Educational Inequalities Move Online in the COVID-19 Pandemic

Photo by Jeffrey Hamilton

The COVID-19 pandemic has revealed and renewed gross inequalities in global access to education. These inequalities are not new, but the rapid large-scale move to online learning for the majority of the world has exacerbated the inequalities present in education systems across the world pre-pandemic. Even before the pandemic, progress in educational access was slow, with predictions that over 200 million children will still be out school by 2030. But the new need for social distancing has meant that now, over 90% of all students worldwide are out of school due to closures and government restrictions. This, in addition to the transition to online and distance learning, has caused great disruptions in students’ educational trajectories, with serious consequences.

While many sectors including education were in the process of digitising and becoming more reliant on online facilities, these transitions were planned to take place over months and years. The pandemic and the sudden closures of schools has meant that these changes were accelerated to take place over a few days only. This has had a profound impact on all schools and for all students, but notably, there have been many negative consequences for those in the lowest-income groups who were already disadvantaged in their access to education. The United Nations Department of Economic and Social Affairs has estimated that during the COVID-19 pandemic and with changes to online learning, low-income country school completion is at 79% in the richest 20% of households, while only at 34% in the poorest 20%. This is a stark contrast in educational access, no doubt exacerbated by the changes to the mode of delivery of education.

The move to online education requires significant planning and resources. This makes it much more likely to take place successfully in wealthy areas and schools. It requires a level of access to technology that is not present in all the population needing it. Without a safe alternative because of the virus, this means that many students will be left behind with no way to access educational material from their homes, to which many will have been confined as part of new government regulations to stop the spread of COVID-19. The LA Times reported on access to technology in several California school districts and found that in the most affluent districts, about 87% of students had access to a computer before the school closures, jumping to 98% once online learning began. By comparison 30% of students in low-income districts lacked computers pre-pandemic, lowering to 12% after it began. These differences in access to technology directly correlate to inequalities in access to education, especially when considering the disparities in education quality between high- and low-income regions pre-pandemic. It is evident that a transition to online learning has signified the development of a new dimension of inequality for many students. Additionally, even for those who can access the technology needed, other issues persist, making schooling a very difficult process in ways it had not been before. This was very evident this week with the restarting of online lessons in Greece, which have been made mandatory due to the second lockdown implemented by the government. On the first day of online teaching, the interface used failed and left teachers and students stranded with no way to communicate.

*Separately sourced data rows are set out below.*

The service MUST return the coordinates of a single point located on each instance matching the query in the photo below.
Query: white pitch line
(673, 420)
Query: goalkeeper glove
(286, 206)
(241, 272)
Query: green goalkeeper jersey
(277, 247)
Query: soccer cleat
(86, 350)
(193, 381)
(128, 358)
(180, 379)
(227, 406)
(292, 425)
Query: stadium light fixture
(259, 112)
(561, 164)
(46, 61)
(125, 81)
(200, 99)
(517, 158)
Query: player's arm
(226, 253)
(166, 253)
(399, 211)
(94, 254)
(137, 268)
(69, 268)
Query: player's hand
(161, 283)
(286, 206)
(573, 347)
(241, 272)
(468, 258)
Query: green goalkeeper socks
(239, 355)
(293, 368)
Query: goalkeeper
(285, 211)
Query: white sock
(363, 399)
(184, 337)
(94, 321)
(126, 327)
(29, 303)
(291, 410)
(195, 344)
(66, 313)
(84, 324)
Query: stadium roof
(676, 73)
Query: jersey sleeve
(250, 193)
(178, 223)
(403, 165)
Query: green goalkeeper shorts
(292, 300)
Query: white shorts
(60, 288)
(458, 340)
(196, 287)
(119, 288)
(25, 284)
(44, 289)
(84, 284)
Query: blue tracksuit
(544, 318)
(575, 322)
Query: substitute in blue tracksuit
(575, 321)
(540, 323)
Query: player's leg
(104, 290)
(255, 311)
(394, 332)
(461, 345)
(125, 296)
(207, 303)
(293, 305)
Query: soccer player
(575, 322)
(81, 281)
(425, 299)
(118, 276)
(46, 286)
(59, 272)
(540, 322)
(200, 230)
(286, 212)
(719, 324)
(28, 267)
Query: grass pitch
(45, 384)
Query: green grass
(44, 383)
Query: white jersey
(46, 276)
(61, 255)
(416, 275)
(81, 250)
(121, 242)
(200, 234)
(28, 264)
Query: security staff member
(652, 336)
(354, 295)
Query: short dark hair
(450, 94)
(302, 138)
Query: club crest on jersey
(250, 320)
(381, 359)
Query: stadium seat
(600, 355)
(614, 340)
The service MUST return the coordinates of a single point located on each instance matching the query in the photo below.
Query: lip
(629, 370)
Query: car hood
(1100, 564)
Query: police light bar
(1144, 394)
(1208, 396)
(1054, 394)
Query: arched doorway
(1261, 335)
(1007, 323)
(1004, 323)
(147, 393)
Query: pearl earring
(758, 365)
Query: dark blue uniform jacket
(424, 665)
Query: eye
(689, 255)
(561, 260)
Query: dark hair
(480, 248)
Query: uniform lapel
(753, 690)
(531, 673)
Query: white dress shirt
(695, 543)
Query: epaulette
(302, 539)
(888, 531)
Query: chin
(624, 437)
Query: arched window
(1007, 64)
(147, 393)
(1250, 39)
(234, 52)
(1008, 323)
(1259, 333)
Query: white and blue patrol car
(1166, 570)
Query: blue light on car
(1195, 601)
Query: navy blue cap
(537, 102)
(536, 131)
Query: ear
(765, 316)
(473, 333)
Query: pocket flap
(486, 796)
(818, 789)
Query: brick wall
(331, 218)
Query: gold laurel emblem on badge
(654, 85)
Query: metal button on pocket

The long-term impacts of these changes to education are beginning to show themselves now and were easily predictable from the start of the pandemic. There may be generational effects that show themselves at a later stage, where the disruptions to education at these critical stages will become important, such as with students taking final exams that determine their access to higher education. This is significantly influenced by income and pre-existing privilege in educational access and quality. In the UK, the scandal surrounding the 2020 A-Level results and their apparent basis in regional wealth and school attainment in previous years showed just how disruptive and damaging poor government planning and underlying inequities were to students during the pandemic.

The move to online education is absolutely critical in countries where the pandemic continues to infect and kill shockingly large numbers of people. Schools involve large gatherings of children, many of whom are too young to properly understand the new need for social distancing and the utmost importance of personal hygiene. And, according to the UN, only about 65% of primary schools even have the appropriate handwashing facilities necessary to slow the spread of COVID19. The solution to this is online learning, but its implementation so far has been lacklustre and has not considered the wide disparities in access to it between members of different income groups. This short-sightedness will have wideranging negative consequences for those who are already the most disadvantaged by their socioeconomic situation with regards to education specifically, and quick and effective improvements must be made for the benefit of all students, and educational institutions as well.